El estrés no solo afecta nuestro estado de ánimo o energía diaria; también puede alterar profundamente nuestra relación con la comida. Desde dolores de cabeza e insomnio hasta molestias digestivas, esta respuesta del organismo puede llevar tanto a comer en exceso como a perder por completo el apetito, un comportamiento que con frecuencia pasa desapercibido hasta que ya se ha instalado en la rutina.
El vínculo entre la tensión emocional y el apetito
Cuando una persona enfrenta situaciones que percibe como abrumadoras, el cuerpo activa un mecanismo biológico encabezado por el hipotálamo, una pequeña región del cerebro responsable de regular funciones esenciales. Según especialistas en salud mental, este sistema funciona como una alarma que desencadena la liberación de hormonas del estrés —entre ellas la adrenalina y el cortisol— las cuales elevan la presión arterial y aceleran el ritmo cardíaco.

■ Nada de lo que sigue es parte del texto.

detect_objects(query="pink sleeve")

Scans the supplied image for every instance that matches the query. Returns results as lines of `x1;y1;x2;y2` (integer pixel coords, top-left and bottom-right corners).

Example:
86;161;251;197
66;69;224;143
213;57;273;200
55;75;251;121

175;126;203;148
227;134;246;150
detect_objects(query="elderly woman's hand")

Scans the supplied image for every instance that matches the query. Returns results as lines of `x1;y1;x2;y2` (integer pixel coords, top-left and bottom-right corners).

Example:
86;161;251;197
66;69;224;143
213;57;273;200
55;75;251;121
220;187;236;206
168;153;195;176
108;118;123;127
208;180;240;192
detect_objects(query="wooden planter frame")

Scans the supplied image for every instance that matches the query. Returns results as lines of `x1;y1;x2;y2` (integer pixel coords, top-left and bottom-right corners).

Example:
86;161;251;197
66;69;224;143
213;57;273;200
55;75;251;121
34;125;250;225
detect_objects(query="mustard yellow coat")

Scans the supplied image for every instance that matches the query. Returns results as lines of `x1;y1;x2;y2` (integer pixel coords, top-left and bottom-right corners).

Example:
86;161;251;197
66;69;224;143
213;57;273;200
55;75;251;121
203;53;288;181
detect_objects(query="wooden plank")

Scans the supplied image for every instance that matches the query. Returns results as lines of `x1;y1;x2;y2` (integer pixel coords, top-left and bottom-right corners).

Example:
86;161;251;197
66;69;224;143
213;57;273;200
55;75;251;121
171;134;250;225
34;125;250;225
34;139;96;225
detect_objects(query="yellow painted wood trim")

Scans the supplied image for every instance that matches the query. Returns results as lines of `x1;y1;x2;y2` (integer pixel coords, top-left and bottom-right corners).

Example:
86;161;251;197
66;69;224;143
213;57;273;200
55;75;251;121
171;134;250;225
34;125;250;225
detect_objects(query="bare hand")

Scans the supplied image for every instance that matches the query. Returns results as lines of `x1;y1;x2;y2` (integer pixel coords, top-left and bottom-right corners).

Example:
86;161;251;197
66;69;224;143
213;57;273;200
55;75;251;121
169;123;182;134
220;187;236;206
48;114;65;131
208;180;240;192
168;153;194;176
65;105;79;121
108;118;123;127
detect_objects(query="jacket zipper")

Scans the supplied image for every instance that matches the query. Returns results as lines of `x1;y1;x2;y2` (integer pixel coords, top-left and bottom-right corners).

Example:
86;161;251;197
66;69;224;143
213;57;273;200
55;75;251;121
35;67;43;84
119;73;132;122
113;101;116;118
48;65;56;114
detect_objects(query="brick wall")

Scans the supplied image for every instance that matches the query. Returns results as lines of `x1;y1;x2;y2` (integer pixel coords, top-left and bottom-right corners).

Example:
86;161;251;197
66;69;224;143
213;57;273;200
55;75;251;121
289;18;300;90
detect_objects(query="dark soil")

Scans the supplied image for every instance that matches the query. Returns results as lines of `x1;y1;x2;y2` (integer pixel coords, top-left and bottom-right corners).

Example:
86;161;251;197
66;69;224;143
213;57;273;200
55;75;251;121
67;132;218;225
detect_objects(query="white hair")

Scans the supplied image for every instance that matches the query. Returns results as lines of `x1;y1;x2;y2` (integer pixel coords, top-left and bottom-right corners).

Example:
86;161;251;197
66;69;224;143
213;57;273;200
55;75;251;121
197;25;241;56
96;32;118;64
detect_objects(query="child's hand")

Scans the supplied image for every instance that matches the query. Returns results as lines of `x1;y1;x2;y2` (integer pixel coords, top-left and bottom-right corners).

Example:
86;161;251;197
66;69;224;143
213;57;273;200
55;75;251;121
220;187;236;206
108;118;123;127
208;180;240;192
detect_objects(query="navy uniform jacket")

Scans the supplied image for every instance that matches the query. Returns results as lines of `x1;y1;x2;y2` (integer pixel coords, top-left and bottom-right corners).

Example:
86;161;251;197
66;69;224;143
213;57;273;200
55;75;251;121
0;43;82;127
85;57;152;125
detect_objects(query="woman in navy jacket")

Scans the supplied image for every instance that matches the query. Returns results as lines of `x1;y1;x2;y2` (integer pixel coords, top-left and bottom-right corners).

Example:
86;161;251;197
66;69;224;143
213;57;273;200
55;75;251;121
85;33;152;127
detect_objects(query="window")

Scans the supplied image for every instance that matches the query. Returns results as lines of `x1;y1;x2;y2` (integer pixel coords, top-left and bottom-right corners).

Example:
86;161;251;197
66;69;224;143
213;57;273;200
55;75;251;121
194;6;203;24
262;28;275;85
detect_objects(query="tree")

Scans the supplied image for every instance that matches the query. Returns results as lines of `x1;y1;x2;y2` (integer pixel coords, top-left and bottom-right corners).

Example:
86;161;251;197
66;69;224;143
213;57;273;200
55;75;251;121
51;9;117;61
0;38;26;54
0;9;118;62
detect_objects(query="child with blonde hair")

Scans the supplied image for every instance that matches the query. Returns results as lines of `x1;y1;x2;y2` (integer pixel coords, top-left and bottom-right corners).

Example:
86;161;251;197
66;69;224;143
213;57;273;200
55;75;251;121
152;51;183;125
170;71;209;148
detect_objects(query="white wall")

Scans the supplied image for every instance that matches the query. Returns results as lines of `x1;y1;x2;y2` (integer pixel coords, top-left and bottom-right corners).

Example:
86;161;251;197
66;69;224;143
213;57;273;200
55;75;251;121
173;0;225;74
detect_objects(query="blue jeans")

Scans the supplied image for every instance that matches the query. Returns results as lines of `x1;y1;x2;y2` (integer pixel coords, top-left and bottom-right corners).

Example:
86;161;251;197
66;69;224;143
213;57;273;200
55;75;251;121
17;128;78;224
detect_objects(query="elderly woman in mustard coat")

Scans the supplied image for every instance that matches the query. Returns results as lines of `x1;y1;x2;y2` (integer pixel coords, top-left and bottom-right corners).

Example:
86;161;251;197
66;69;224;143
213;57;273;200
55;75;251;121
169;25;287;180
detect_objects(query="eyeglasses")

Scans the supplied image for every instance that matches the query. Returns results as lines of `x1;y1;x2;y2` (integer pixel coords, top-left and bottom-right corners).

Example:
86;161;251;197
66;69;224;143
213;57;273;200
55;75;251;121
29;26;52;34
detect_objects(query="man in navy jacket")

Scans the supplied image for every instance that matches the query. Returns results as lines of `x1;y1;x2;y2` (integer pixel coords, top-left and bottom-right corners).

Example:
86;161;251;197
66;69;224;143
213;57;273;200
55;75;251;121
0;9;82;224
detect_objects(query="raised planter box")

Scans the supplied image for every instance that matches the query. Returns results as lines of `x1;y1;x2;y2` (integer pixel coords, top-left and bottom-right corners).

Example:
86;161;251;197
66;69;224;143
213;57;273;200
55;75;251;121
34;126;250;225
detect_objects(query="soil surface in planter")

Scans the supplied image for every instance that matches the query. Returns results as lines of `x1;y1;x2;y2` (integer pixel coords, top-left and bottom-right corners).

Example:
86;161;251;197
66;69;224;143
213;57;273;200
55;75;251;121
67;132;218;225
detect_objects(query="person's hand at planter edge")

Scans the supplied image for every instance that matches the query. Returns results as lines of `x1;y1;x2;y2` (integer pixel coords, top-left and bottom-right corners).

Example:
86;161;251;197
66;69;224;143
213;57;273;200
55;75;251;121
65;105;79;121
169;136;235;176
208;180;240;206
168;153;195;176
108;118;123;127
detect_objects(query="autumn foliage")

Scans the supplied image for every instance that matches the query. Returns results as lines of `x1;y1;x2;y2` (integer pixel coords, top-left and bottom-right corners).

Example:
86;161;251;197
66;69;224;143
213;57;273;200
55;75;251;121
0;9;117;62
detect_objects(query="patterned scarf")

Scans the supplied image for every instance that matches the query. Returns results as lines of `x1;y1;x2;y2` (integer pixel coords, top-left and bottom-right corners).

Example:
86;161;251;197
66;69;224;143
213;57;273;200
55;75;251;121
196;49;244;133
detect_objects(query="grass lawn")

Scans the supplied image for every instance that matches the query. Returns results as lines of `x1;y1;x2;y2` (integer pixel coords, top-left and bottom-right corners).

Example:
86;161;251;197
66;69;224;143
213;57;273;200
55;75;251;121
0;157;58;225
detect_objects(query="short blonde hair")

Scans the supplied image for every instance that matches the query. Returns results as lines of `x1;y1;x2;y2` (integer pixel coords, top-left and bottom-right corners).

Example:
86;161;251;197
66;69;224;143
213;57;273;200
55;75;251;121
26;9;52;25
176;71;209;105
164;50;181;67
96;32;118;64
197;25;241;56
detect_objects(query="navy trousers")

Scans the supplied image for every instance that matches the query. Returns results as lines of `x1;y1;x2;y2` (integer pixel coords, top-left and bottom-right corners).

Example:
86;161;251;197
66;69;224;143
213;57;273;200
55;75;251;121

Este impulso hormonal puede resultar beneficioso en momentos puntuales, como cuando se necesita reaccionar rápidamente ante un peligro o cumplir con una exigencia inmediata. Sin embargo, si la tensión se mantiene en el tiempo y se vuelve crónica, sus efectos pueden ser contraproducentes. Presiones constantes en el trabajo, problemas económicos o conflictos personales pueden mantener activo el sistema de alerta, agotando al organismo.
A la larga, este tipo de estrés sostenido no solo afecta el sueño y el estado emocional, sino que también puede influir en cambios de peso. La exposición prolongada al cortisol está asociada con un aumento de la ingesta calórica en algunas personas, mientras que en otras produce una disminución del apetito. Comprender estas reacciones permite buscar apoyo profesional y adoptar estrategias para gestionar mejor la tensión cotidiana.